NERSC logo National Energy Research Scientific Computing Center
  A DOE Office of Science User Facility
  at Lawrence Berkeley National Laboratory
Restore navigation column
NERSC Tutorials

Debugging Tutorial

While programming might be thought of as the process of developing algorithms and implementing them in a particular programming language, any experienced programmer will tell you most of your time won't be spent writing the program; it will be spent debugging the code and verifying the results. Although there exists documentation on how to use specific debugging utilities, there is little in the way of general debugging strategies or how best to implement a particular debugging tool.

This tutorial gives some general advice about debugging a large code for scientific applications. It will focus on using Fortran 90, but much will apply to any debugging problem. It will also address specific issues of concern to NERSC users such as MPI errors and debugging utilities available on NERSC machines.

Good Programming Practices

The best debugging strategy is to use good programming practices, since this is the key to easy debugging. Obvious practices include:

It is also a good idea to try and align complicated equations to easily catch syntax and typing errors. For example, both these statements have the same typo, but it is readily apparent in the well-written one:

example =   ( ax1*by1 - ay1*bx1 )  &
          - ( ax1*bz1 - az*bx1  )  &
          + ( ay1*bz1 - az1*by1 )   


example=(ax1*by1-ay1*bx1)-(ax1*bz1-az*bx1)+(ay1*bz1-az1*by1)

These kinds of typos can be difficult to track down, because if variable az exists, the compiler won't catch the error even when you use IMPLICIT NONE. You have to wait until wrong answers show up in your code to realize you made the typo. If the variable az is close enough in value to az1, it will take a while.

Another programming practice that can be helpful but many people don't use is the make utility. There is a good NERSC make tutorial which gives a general introduction on using make. Advanced programmers aren't the only ones who should use make; it is useful for smaller codes that only have a few source files as well.
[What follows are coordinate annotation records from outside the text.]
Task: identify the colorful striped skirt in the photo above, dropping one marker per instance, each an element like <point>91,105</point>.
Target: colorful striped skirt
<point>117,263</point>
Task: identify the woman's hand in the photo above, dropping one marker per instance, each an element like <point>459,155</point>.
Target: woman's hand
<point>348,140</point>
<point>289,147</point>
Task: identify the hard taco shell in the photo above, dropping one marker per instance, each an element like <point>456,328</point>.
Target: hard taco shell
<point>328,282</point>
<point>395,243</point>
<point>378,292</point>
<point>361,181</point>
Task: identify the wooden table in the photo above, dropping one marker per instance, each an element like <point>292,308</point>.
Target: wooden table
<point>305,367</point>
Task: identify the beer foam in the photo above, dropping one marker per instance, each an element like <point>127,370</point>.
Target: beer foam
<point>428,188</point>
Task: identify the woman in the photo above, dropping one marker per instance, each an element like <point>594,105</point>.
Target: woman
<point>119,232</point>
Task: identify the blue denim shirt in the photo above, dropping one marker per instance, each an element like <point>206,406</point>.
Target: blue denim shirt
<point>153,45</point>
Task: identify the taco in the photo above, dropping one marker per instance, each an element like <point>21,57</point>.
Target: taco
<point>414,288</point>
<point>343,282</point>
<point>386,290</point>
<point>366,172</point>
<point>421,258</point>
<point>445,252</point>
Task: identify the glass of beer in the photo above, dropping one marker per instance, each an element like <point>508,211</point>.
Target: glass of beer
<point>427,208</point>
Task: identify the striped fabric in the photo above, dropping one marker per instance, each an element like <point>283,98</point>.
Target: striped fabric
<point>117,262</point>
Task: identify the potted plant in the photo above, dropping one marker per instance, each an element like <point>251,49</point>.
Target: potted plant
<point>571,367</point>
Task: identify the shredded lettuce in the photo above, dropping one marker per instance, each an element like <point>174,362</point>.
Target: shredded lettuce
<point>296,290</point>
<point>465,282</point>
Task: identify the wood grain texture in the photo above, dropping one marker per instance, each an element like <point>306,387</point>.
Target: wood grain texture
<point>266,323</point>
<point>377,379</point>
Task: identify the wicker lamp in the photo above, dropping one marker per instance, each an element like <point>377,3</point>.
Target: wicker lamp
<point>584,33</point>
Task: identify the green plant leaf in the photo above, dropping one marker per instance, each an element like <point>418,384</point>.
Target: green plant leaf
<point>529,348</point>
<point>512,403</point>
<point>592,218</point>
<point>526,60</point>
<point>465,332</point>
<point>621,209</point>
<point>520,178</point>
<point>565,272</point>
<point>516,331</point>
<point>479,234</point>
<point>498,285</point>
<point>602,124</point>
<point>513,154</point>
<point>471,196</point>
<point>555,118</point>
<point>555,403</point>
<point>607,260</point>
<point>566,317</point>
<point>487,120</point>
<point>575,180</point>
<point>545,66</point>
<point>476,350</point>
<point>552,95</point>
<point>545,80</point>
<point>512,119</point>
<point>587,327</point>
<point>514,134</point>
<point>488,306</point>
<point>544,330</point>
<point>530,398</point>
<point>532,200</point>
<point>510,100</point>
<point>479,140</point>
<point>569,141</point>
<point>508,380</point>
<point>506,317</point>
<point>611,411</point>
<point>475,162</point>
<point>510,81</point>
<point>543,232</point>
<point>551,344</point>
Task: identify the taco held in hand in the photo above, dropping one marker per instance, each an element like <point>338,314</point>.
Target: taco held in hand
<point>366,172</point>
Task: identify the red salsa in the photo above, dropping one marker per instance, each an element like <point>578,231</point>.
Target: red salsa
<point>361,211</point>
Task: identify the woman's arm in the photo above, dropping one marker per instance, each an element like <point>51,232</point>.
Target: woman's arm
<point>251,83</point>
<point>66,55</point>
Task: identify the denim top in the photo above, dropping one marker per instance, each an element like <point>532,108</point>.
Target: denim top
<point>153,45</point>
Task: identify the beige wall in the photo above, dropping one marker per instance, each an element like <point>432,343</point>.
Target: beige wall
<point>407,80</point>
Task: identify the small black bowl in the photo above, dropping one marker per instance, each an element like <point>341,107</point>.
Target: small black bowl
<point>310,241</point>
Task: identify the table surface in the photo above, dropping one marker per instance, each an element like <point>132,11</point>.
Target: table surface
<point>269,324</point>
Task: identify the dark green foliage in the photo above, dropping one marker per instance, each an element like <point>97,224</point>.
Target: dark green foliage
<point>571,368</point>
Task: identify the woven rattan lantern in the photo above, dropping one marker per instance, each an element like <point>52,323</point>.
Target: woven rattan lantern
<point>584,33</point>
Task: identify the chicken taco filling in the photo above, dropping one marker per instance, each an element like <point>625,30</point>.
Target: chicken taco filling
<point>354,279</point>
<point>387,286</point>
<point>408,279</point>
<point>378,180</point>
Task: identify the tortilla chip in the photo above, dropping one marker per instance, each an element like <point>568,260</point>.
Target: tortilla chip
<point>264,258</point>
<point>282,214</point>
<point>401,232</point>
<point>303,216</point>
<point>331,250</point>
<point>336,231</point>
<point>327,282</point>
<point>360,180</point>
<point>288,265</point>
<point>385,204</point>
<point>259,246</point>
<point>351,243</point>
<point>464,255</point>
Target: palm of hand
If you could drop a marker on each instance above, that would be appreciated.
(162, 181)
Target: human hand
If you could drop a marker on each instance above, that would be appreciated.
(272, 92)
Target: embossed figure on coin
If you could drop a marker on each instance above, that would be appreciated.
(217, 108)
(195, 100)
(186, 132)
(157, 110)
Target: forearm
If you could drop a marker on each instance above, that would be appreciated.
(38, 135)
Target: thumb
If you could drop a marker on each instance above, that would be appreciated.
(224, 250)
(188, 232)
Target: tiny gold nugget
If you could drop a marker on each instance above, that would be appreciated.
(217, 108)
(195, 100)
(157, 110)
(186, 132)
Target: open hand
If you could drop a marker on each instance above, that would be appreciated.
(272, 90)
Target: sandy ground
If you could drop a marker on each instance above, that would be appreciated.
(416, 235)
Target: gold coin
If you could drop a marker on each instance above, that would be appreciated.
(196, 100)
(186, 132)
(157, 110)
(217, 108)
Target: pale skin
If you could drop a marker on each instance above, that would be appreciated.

For instance, it is an excellent way to keep track of the various compiler options used.

Compiler Errors

Compiler errors are by far the easiest to fix. The compiler usually gives you an unambiguous description of the error and a specific line number on which the error occurred. The only disconcerting thing is that often a single syntax error will generate literally hundreds of other compiler errors. This gives the impression the code is riddled with bugs when only a single typo is the problem.

Error Messages

IBM SP

For dealing with xlf problems, see the xlf online User's Guide.

What Did You Change?

A common place that compiler errors crop up is during code development when many modifications are being made during a short period of time. The best way to have good records of code modifications is to use revision control. Revision control packages such as RCS, SCCS, and CVS are available on all NERSC machines in the GNU module and should be used, particularly when multiple people are working on the same code. Both of these are extremely simple to learn.

Run-Time Errors

The largest chunk of debugging usually occurs tracking down run-time errors. Run-time errors can be difficult to track down because the error messages are very general and the code crashes before useful data can be saved. But surprisingly most run time errors can be traced to a few common causes. These run time errors and the common causes will be listed here.
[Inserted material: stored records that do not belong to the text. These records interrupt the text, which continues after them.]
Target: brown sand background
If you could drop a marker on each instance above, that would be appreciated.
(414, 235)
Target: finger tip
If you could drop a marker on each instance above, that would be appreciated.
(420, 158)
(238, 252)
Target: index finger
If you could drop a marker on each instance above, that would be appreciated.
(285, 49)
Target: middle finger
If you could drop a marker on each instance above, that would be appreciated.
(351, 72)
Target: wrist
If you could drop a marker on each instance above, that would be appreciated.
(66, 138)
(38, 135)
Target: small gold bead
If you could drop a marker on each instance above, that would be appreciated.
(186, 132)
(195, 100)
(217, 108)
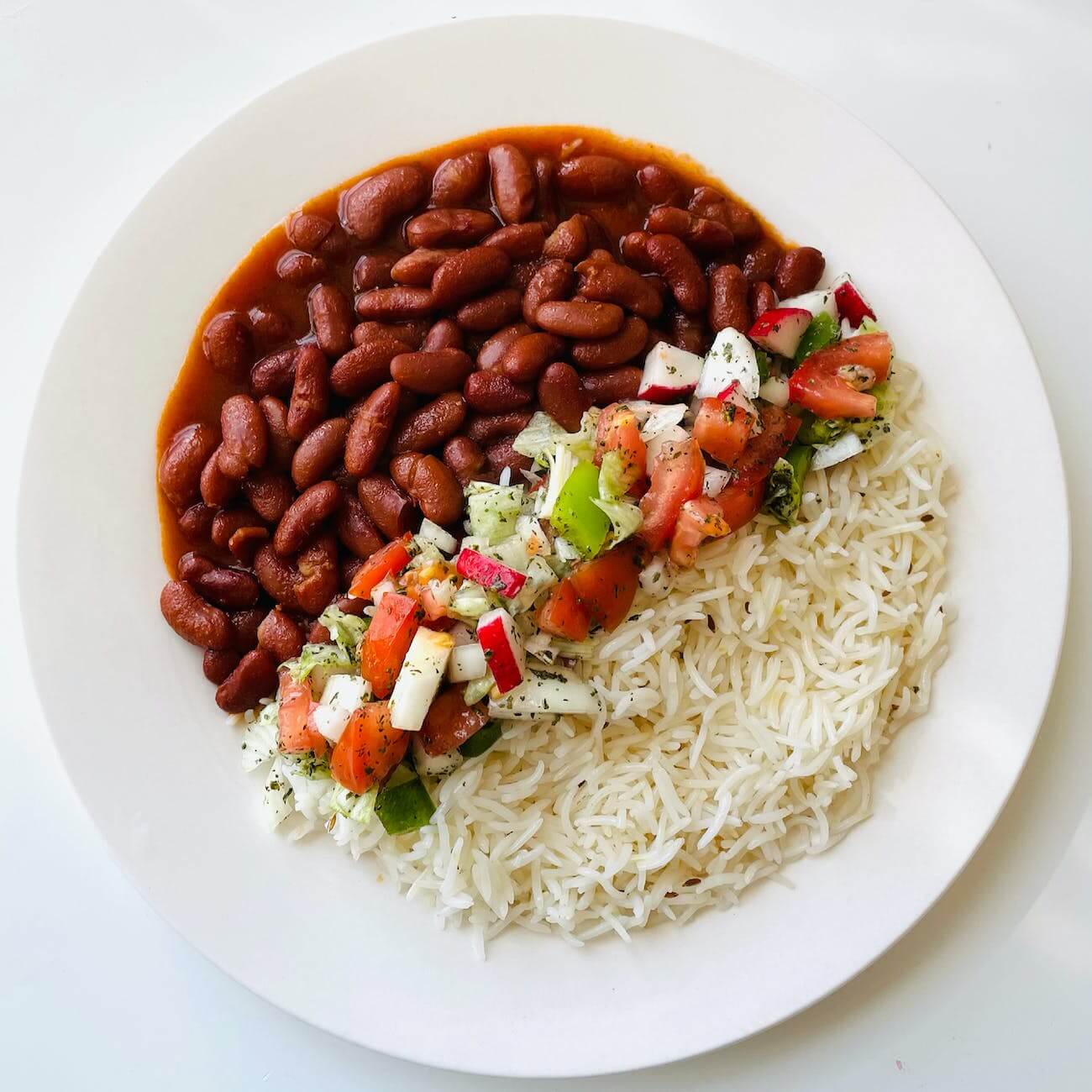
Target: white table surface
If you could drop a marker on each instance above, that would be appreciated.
(990, 102)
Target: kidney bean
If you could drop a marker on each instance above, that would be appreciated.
(634, 250)
(674, 261)
(432, 425)
(193, 619)
(354, 530)
(527, 356)
(331, 319)
(315, 505)
(449, 228)
(520, 241)
(217, 487)
(591, 177)
(443, 334)
(553, 281)
(798, 271)
(490, 312)
(501, 454)
(568, 240)
(218, 663)
(372, 204)
(374, 270)
(184, 459)
(386, 505)
(276, 575)
(417, 268)
(196, 522)
(727, 299)
(274, 374)
(618, 385)
(430, 484)
(228, 521)
(612, 283)
(494, 349)
(228, 345)
(310, 392)
(281, 444)
(228, 588)
(299, 268)
(760, 262)
(706, 236)
(269, 326)
(192, 566)
(659, 185)
(243, 544)
(370, 429)
(485, 429)
(252, 680)
(580, 318)
(433, 372)
(402, 302)
(611, 352)
(546, 195)
(492, 392)
(246, 437)
(512, 182)
(270, 494)
(468, 273)
(459, 179)
(280, 636)
(561, 396)
(318, 454)
(763, 299)
(365, 367)
(463, 457)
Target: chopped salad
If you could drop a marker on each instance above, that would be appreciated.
(457, 637)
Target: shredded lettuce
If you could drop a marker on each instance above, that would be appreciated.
(346, 629)
(491, 510)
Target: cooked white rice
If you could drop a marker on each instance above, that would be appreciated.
(747, 699)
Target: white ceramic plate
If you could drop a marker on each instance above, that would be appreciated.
(157, 769)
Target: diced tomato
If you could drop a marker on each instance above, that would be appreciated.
(765, 448)
(741, 501)
(833, 381)
(450, 722)
(295, 735)
(386, 641)
(385, 563)
(606, 586)
(368, 749)
(618, 430)
(699, 520)
(563, 614)
(724, 425)
(677, 475)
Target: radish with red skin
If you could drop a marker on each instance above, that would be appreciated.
(780, 330)
(490, 572)
(499, 640)
(669, 375)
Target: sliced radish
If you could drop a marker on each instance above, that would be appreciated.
(852, 305)
(822, 299)
(844, 447)
(780, 328)
(669, 375)
(419, 678)
(468, 662)
(775, 391)
(717, 480)
(730, 360)
(501, 641)
(490, 572)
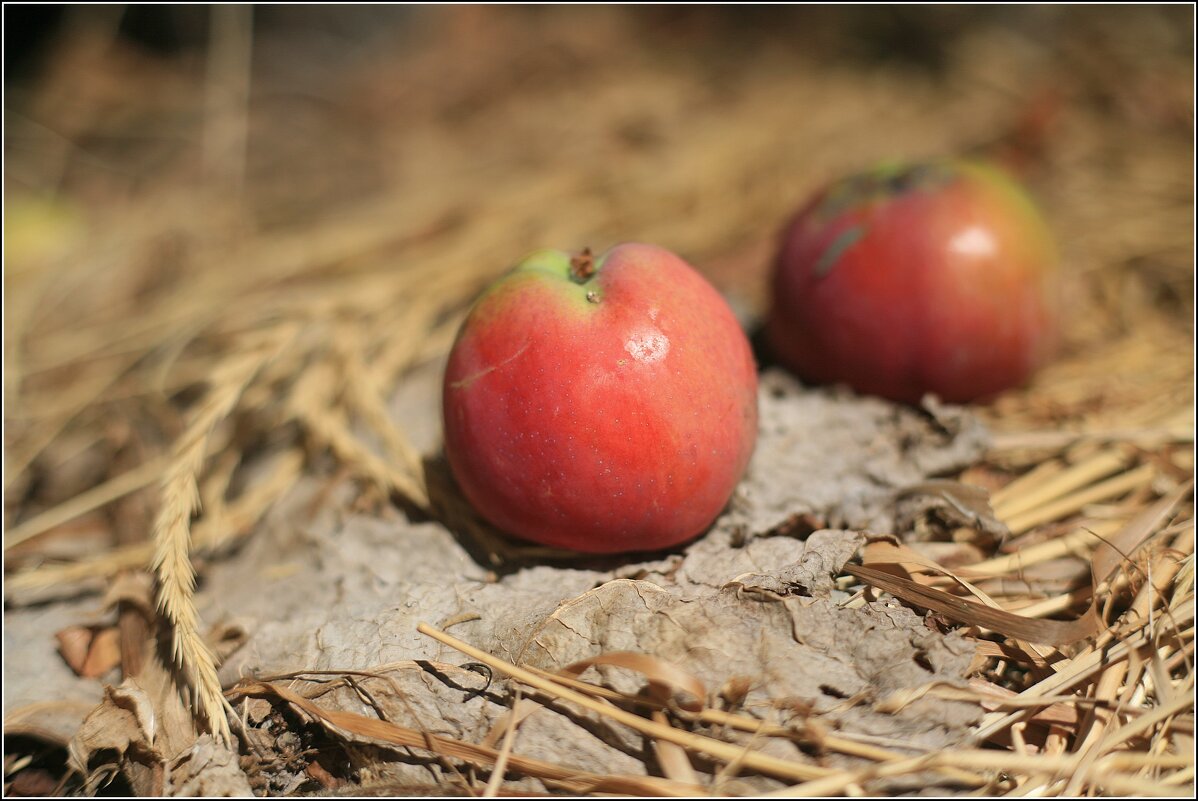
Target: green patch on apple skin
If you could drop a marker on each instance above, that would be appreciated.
(832, 254)
(885, 180)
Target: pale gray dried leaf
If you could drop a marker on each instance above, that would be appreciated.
(34, 669)
(950, 504)
(794, 649)
(823, 554)
(123, 721)
(207, 769)
(452, 702)
(842, 457)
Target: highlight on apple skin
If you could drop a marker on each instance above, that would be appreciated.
(600, 405)
(936, 277)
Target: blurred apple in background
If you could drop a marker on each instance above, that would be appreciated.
(936, 277)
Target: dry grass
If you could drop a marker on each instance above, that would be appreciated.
(187, 317)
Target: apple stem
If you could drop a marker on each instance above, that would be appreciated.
(582, 266)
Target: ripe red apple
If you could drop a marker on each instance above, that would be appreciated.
(600, 405)
(935, 277)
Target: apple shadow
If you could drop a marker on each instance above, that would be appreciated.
(498, 552)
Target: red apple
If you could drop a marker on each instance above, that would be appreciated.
(600, 405)
(921, 278)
Run-time errors often lack meaningful error explanations, which can make them difficult to understand and debug. Since AIX is basically a standard UNIX implementation a good reference book on UNIX provides useful information on run-time errors.

One thing commonly associated with run-time errors is a core file. A core file is the image of a terminated process; or in other words, a dump of everything in memory at the time of the crash.

Many successful programmers never look at core files, while others swear it is the easiest way to track down an error. Each person develops their own debugging style, but it is important not to automatically erase the core file because you think you aren't an advanced enough programmer to understand what's in it. When a code is compiled with the -g option, symbolic debugging is on and the core file is relatively easy to understand.

Operand Range Errors (ORE) / Segmentation Violation or Fault

Often, puzzling errors occur when a program accesses memory that it does not own or uses an index that is out of bounds for a given array. This sometimes leads to a segmentation fault or operand range error (ORE). But sometimes no problem is immediately apparent.

These errors can be difficult to find since the error often shows up in a different location from where it originated; one part of the program corrupts memory but the crash occurs later when that bad memory is accessed, often by a properly written piece of code.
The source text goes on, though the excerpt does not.